As an LIF member, the company was fined Skr90,000 for the violation.
As the LER is binding on only LIF members, this decision may at first glance appear of little relevance for non-LIF members; however, compliance rates with these rules in Sweden are high and preferable even for non-members.
The rules are recognised as codifying marketing practice for medicinal products in Sweden and non-compliance could form the basis of a claim for unfair marketing practices under general marketing legislation in the general court system. The marketing of non-members may even lead to investigations by the LIF's self-regulatory bodies where:
- a complaint is filed by a competitor that is a member; or
- the case is initiated by the Information Review Board itself.
If such marketing is found to contravene the LER, the non-member will be requested to sign a document that such practice will not be repeated. This document (signed or not) can be used in unfair marketing practice cases in the general court system.
The Committee for the Review of Pharmaceutical Information's decision confirms the strict view approach to the marketing of medicinal products in relation to pricing. It also serves as a reminder that companies should consider not only the intended purpose of an offer, but also its actual effects – as illustrated here, an intended discount may be considered a grant contrary to the LER.
The medicinal product at issue was not included in the reimbursement system. As a general rule for the Swedish market, the pricing of such products is free. However, according to the committee, this apparently applies only in relation to the regular list price and does not include payment arrangements resulting in discounts, at least not when offered by a pharmaceutical company (ie, not initiated by a region or payer).
The Dental and Pharmaceutical Benefits Agency (TLV) is responsible for the reimbursement and pricing of medicinal products within the reimbursement system.
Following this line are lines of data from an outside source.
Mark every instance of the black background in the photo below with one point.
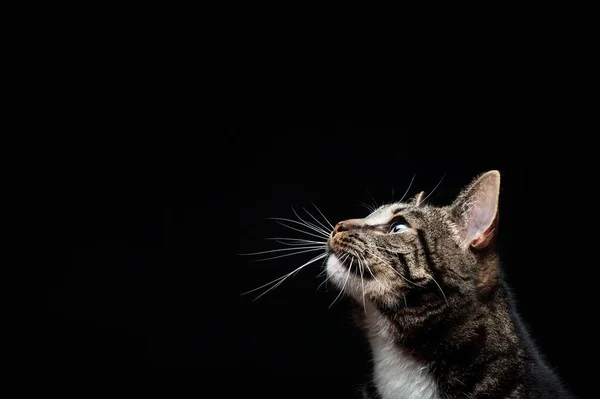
(125, 208)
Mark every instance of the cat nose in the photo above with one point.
(344, 225)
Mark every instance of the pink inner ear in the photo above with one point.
(479, 205)
(480, 219)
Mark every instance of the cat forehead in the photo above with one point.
(384, 213)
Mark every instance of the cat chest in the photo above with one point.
(398, 376)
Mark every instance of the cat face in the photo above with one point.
(420, 252)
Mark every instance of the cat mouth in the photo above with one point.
(347, 262)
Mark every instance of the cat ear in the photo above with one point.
(418, 198)
(476, 210)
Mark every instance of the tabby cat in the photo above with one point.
(432, 301)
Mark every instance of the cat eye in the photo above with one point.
(398, 227)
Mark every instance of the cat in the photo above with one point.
(431, 299)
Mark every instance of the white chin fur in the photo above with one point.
(336, 271)
(343, 279)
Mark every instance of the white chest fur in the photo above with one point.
(397, 376)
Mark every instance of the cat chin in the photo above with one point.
(342, 279)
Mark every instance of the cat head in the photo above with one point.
(425, 253)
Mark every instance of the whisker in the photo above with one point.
(302, 231)
(310, 224)
(317, 220)
(362, 282)
(346, 281)
(304, 224)
(375, 205)
(406, 192)
(394, 270)
(292, 254)
(371, 272)
(280, 250)
(369, 207)
(389, 250)
(295, 241)
(316, 258)
(440, 288)
(318, 210)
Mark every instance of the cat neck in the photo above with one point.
(395, 373)
(454, 352)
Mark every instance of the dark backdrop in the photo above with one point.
(125, 208)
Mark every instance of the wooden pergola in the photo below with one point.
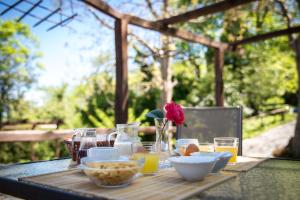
(121, 31)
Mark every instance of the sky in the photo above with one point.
(67, 52)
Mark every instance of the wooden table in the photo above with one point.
(272, 179)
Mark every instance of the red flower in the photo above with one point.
(174, 113)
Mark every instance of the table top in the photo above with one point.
(272, 179)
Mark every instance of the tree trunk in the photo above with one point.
(166, 72)
(296, 139)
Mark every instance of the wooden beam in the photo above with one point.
(105, 8)
(219, 85)
(266, 36)
(30, 10)
(41, 135)
(155, 26)
(211, 9)
(121, 98)
(185, 35)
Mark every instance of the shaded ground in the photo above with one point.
(264, 144)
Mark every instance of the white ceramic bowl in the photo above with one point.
(103, 153)
(193, 168)
(222, 159)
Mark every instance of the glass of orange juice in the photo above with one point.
(229, 144)
(151, 158)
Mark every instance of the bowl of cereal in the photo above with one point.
(112, 173)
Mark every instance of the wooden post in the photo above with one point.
(296, 138)
(219, 85)
(121, 95)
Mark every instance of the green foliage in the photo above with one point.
(18, 67)
(12, 152)
(254, 126)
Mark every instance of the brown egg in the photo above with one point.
(191, 148)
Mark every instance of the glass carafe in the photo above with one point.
(127, 140)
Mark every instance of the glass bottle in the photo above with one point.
(88, 140)
(163, 143)
(76, 142)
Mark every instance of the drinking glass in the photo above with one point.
(151, 157)
(88, 140)
(206, 147)
(228, 144)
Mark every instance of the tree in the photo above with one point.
(17, 65)
(160, 51)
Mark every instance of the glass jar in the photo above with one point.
(88, 140)
(76, 142)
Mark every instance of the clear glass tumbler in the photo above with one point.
(227, 144)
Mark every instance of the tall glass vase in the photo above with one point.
(163, 136)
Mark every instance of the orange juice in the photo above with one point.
(232, 150)
(151, 162)
(206, 147)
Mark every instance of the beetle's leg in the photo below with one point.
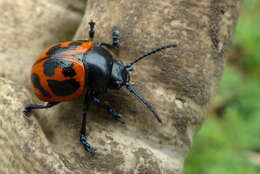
(109, 110)
(29, 108)
(115, 37)
(83, 138)
(91, 31)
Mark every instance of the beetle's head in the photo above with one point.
(119, 75)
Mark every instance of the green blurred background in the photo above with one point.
(229, 141)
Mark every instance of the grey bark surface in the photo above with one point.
(178, 82)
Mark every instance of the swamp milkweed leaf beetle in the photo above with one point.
(63, 72)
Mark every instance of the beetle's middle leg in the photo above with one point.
(83, 138)
(109, 110)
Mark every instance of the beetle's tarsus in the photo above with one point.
(115, 35)
(26, 112)
(83, 140)
(116, 116)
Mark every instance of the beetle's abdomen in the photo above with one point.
(59, 74)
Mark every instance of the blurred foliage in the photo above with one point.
(229, 141)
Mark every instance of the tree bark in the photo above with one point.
(179, 82)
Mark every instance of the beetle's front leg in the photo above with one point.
(109, 110)
(83, 138)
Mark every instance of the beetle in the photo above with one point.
(65, 70)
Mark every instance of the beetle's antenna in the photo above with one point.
(91, 31)
(131, 89)
(149, 53)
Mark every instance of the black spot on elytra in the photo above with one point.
(51, 64)
(68, 71)
(37, 84)
(57, 49)
(63, 88)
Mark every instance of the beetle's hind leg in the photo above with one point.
(115, 37)
(27, 110)
(83, 138)
(109, 110)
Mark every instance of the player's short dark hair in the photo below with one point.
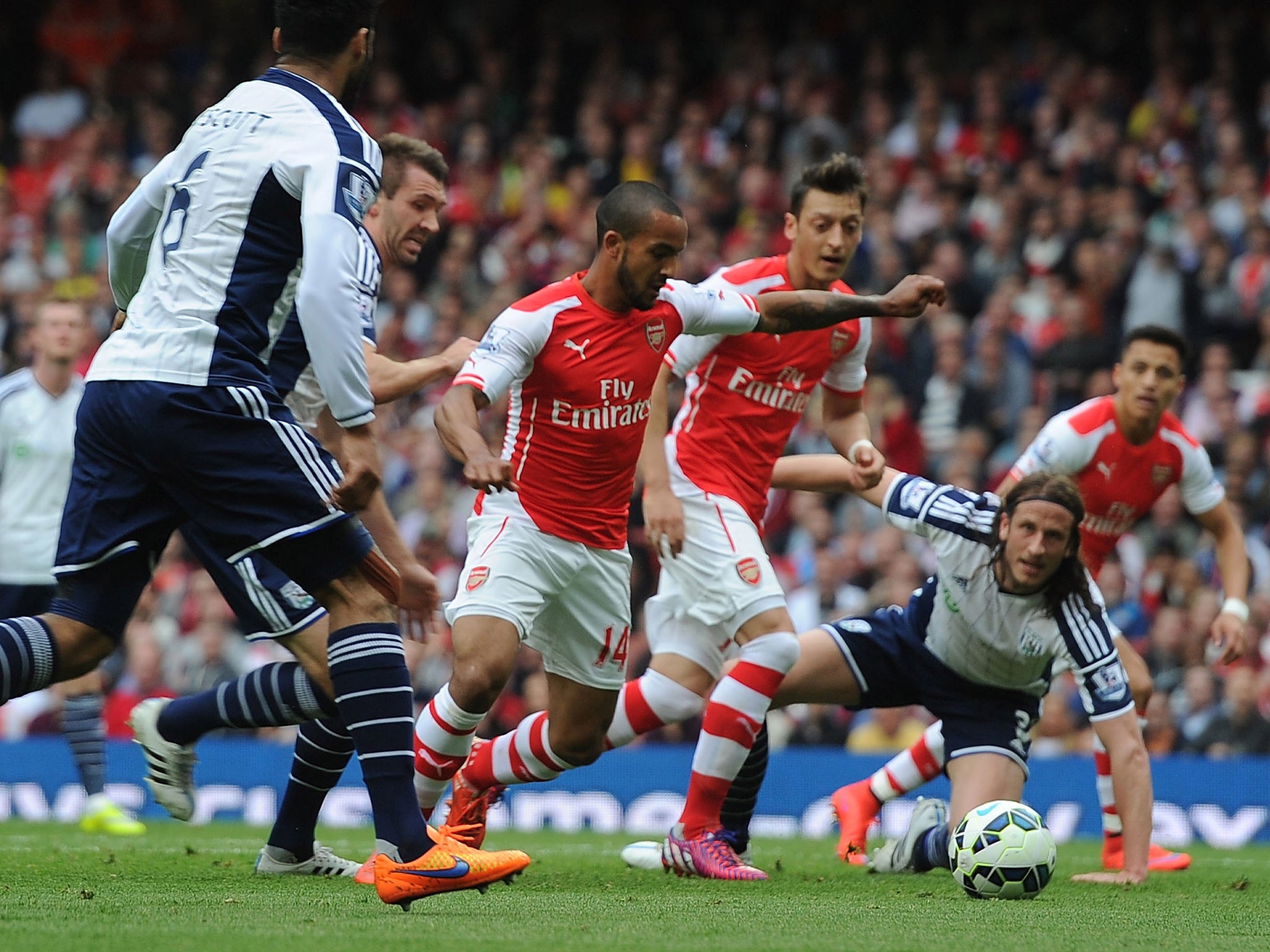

When deciding whether a medicinal product should be included in the reimbursement system, the TLV may invite the local regions (ie, the healthcare providers and payers) and the pharmaceutical company for so-called 'trialogue negotiations', where different issues relating to reimbursement – including pricing – may be negotiated. It is not uncommon that these discussions result in the pharmaceutical company offering the regions discounts compared with the reimbursed list price in order to receive a positive decision regarding reimbursement.
From its decision, it thus appears that the committee perceives a difference between whether the discussion of a discount is initiated by a pharmaceutical company (eg, to gain access to a market) or initiated by the TLV or the regions. The decision also hampers the pricing and discount possibilities, in effect making a straight discount per product sold or dispensed the only foreseeably acceptable discount model. It is uncertain whether a 'backloaded' discount (ie, where the discounts come into effect at a later stage of the treatment, after the initial prescription at list price) is acceptable or if it will be considered a grant or donation as well.
It is also unclear whether there is a difference between offering a discount on a product or giving it away (to the payer) for free. The committee is not sufficiently clear on this point, but in its final summary also includes "offering physicians to prescribe a medicinal product… at a reduced cost for the clinic" as a breach of the LER.
This decision is likely to be debated, as the pricing of medicinal products in Sweden is self-regulating. Companies must therefore be mindful of how their discounts are structured, the offer procedures used and (as always) how they can be considered to affect the behaviour of the prescribing physicians.